Insights into the variability of nucleated amyloid polymerization by a minimalistic model of stochastic protein assembly

TL;DR

This paper introduces a stochastic minimal model to explain the variability in amyloid nucleation and growth, providing analytical tools to predict and understand the initial aggregation phases relevant to diseases and biomaterials.

Contribution

The authors develop a simple stochastic model with mathematical proof of a central limit theorem, offering new insights into amyloid aggregation variability not captured by deterministic models.

Findings

Derived closed-form analytical results for amyloid growth variability

Proved a central limit theorem for nucleated aggregation trajectories

Applied the model to experimental design and interpretation

Abstract

Self-assembly of proteins into amyloid aggregates is an important biological phenomenon associated with human diseases such as Alzheimer's disease. Amyloid fibrils also have potential applications in nano-engineering of biomaterials. The kinetics of amyloid assembly show an exponential growth phase preceded by a lag phase, variable in duration as seen in bulk experiments and experiments that mimic the small volumes of cells. Here, to investigate the origins and the properties of the observed variability in the lag phase of amyloid assembly currently not accounted for by deterministic nucleation dependent mechanisms, we formulate a new stochastic minimal model that is capable of describing the characteristics of amyloid growth curves despite its simplicity.

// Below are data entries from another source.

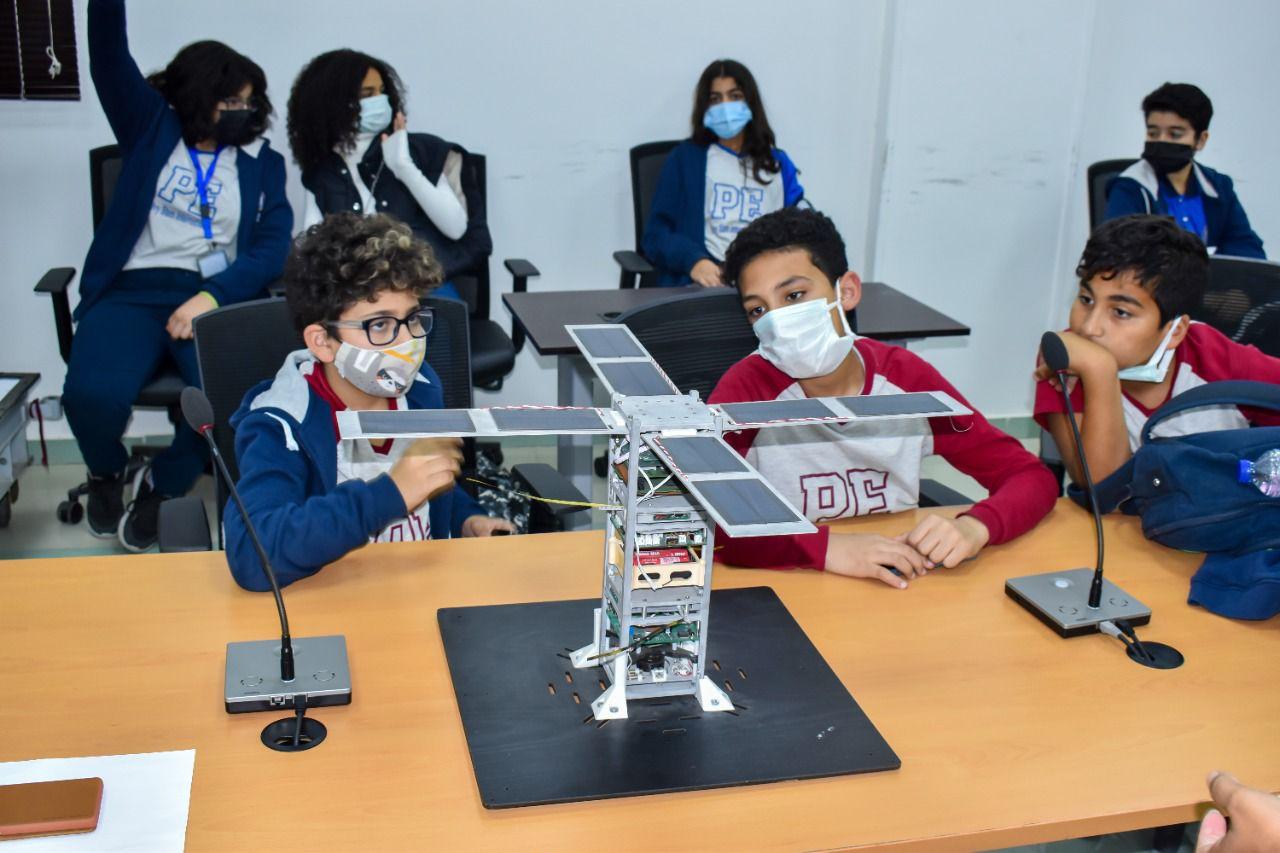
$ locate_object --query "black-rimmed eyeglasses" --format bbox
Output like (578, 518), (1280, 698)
(328, 309), (435, 347)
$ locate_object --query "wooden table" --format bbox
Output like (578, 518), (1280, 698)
(0, 502), (1280, 850)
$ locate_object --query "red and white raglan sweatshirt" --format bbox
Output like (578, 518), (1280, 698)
(708, 338), (1059, 569)
(1036, 323), (1280, 452)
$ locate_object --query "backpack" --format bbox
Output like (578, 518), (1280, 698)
(1069, 380), (1280, 619)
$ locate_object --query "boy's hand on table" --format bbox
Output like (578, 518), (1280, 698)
(899, 515), (991, 569)
(1036, 332), (1120, 391)
(1196, 771), (1280, 853)
(164, 293), (218, 341)
(390, 438), (462, 511)
(462, 515), (516, 537)
(824, 533), (932, 589)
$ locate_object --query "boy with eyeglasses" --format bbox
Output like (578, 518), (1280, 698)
(224, 214), (513, 590)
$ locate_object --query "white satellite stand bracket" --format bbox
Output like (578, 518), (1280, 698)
(696, 675), (733, 713)
(591, 652), (627, 720)
(568, 607), (600, 670)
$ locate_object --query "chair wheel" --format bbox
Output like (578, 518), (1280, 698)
(58, 501), (84, 524)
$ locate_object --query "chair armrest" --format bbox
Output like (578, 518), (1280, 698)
(502, 257), (541, 355)
(613, 248), (653, 291)
(920, 480), (974, 506)
(36, 266), (76, 362)
(511, 462), (589, 533)
(156, 494), (214, 553)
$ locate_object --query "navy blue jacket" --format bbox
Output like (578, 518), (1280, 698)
(223, 350), (484, 592)
(76, 0), (293, 319)
(1102, 160), (1267, 259)
(640, 140), (804, 287)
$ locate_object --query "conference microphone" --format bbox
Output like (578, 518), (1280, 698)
(182, 387), (351, 717)
(1005, 332), (1151, 637)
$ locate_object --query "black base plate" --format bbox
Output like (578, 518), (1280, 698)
(438, 587), (901, 808)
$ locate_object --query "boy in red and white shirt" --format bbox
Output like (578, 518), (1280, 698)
(709, 207), (1057, 589)
(1036, 215), (1280, 483)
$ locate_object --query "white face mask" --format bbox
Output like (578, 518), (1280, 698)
(751, 294), (854, 379)
(1116, 320), (1181, 382)
(333, 338), (426, 397)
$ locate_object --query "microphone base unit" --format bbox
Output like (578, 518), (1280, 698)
(1005, 569), (1151, 637)
(224, 634), (351, 713)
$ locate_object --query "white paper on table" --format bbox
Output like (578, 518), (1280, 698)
(0, 749), (196, 853)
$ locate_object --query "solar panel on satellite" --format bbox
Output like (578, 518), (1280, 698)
(593, 361), (680, 397)
(573, 325), (649, 359)
(837, 392), (951, 418)
(719, 400), (838, 424)
(694, 478), (805, 525)
(489, 406), (608, 432)
(360, 409), (475, 435)
(650, 435), (749, 474)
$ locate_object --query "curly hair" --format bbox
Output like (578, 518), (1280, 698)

We then solve the stochastic differential equations of our model and give mathematical proof of a central limit theorem for the sample growth trajectories of the nucleated aggregation process. These results give an asymptotic description for our simple model, from which closed form analytical results capable of describing and predicting the variability of nucleated amyloid assembly were derived. We also demonstrate the application of our results to inform experiments in a conceptually friendly and clear fashion. Our model offers a new perspective and paves the way for a new and efficient approach on extracting vital information regarding the key initial events of amyloid formation.